Seven Minute Frosting I

This recipe is for a classic Seven Minute Frosting I. It’s a light and fluffy frosting that is perfect for decorating cakes or cupcakes. This recipe is easy to follow and only takes a few minutes to make.


  • 2 egg whites
  • 1 cup sugar
  • 1/4 cup cold water
  • 1 teaspoon light corn syrup
  • 1 teaspoon vanilla extract


In a double boiler, whisk together egg whites, sugar, water and syrup. Beat mixture until blended well. Place the double boiler over rapidly boiling water and continue to beat mixture constantly with an electric beater for 7 minutes or until it forms peaks when the beater is raised. Remove from heat and stir in vanilla extract. Beat frosting again briefly. This recipe will fill and frost a two-layer cake that is 8 or 9 inches wide.

Nutrition Facts

  • Serving size: 1/12 of recipe (about 2 tablespoons)
  • Calories: 90
  • Fat: 0 g
  • Sodium: 15 mg
  • Carbohydrates: 23 g
  • Sugar: 22 g
  • Protein: 1 g
Seven Minute Frosting I

Is 7 Minute Frosting the same as Swiss meringue?

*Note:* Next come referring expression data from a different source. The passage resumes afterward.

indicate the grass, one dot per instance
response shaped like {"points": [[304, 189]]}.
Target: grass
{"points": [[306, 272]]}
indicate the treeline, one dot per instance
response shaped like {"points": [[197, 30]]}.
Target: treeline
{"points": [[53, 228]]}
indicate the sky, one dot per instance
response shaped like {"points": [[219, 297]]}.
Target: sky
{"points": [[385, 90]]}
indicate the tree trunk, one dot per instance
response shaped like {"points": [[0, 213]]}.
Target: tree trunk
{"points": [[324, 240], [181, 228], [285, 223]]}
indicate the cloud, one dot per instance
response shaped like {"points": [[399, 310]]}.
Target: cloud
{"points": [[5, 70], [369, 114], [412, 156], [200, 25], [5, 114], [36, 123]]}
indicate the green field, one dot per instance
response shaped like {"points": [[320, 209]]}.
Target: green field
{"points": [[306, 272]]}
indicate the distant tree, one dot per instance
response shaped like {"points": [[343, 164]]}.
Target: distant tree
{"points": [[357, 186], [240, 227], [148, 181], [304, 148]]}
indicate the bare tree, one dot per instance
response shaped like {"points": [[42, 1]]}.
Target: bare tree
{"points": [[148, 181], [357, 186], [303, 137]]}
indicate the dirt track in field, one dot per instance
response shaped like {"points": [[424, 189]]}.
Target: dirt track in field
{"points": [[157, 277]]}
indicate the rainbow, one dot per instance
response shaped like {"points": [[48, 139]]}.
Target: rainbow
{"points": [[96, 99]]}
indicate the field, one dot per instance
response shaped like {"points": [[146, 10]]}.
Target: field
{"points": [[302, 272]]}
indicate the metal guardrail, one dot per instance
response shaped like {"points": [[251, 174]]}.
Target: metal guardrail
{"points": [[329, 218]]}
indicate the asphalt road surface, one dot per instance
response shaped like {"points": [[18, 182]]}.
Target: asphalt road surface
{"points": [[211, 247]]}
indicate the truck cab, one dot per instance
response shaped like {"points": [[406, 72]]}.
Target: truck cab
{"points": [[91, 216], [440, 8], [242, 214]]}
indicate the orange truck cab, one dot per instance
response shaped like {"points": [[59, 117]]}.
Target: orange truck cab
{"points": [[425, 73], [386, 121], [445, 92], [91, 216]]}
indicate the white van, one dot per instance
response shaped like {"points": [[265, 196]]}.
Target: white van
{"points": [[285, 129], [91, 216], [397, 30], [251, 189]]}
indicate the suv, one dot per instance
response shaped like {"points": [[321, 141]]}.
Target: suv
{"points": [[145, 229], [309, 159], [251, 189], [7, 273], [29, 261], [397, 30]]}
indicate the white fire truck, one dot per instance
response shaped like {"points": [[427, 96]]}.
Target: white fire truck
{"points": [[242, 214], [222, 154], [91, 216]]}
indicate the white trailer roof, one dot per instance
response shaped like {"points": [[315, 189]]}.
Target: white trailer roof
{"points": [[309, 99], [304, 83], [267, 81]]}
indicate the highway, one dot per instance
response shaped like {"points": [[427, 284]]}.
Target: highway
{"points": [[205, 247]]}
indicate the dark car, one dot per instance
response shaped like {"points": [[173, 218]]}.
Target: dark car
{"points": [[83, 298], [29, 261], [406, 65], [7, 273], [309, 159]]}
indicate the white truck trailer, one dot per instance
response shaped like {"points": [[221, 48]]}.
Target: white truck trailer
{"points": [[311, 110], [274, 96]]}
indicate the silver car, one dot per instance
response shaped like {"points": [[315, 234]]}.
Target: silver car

Yes, seven-minute frosting is the same as Swiss meringue. Both are made with egg whites and sugar cooked over a water bath, then whipped into a glossy meringue. The only difference is that seven-minute frosting is cooked for a shorter time, resulting in a softer texture.

Is 7 Minute Frosting safe?

7 Minute Frosting is a type of icing made from egg whites, sugar, and cream of tartar. It’s safe to eat and delicious, but it can sometimes look less than perfect.

If you’re storing a cake that’s iced with 7 Minute Frosting, it’s best to keep it uncovered. This will help prevent the frosting from sticking to plastic wrap or anything else that comes into contact with it.

See also  Special Buttercream Frosting

What is the difference between Italian Meringue Buttercream and Swiss meringue buttercream?

There are a few key differences between Italian meringue buttercream and Swiss meringue buttercream. The first difference is in the way that the meringue is made. For Italian meringue, sugar syrup is mixed into whipped egg whites and beaten to stiff peaks. This mixture is then cooled before being used as the base for the buttercream. Swiss Meringue, on the other hand, is made by whisking together sugar and egg whites until all of the sugar has dissolved. This mixture is then heated until it reaches a temperature of 160 degrees Fahrenheit before being used as the base for the buttercream.

The second difference between these two types of buttercream lies in their consistency and texture. Because Italian meringue contains cooked sugar syrup, it tends to be smoother and less sweet than Swiss meringue which can sometimes be grainy due to undissolved sugar granules. Additionally, Italian meringue buttercream will hold up better in warmer climates since cooked sugars are more resistant to melting than uncooked sugars.

How do you keep 7 minute frosting from getting grainy?

When making 7 minute frosting, it’s important to prevent crystals from forming and the icing from becoming grainy. One way to do this is to use a pastry brush to wipe the side of the top of the double boiler with water. This will help ensure that your frosting turns out smooth and creamy.

Should you refrigerate a cake with 7 minute frosting?

No, you should not refrigerate a cake with 7 minute frosting. The advantage of seven-minute frosting is that it’s fast, not long-lasting. It doesn’t hold for much longer than 24 hours at cool room temperature. Refrigeration will not help extend the life of the frosting.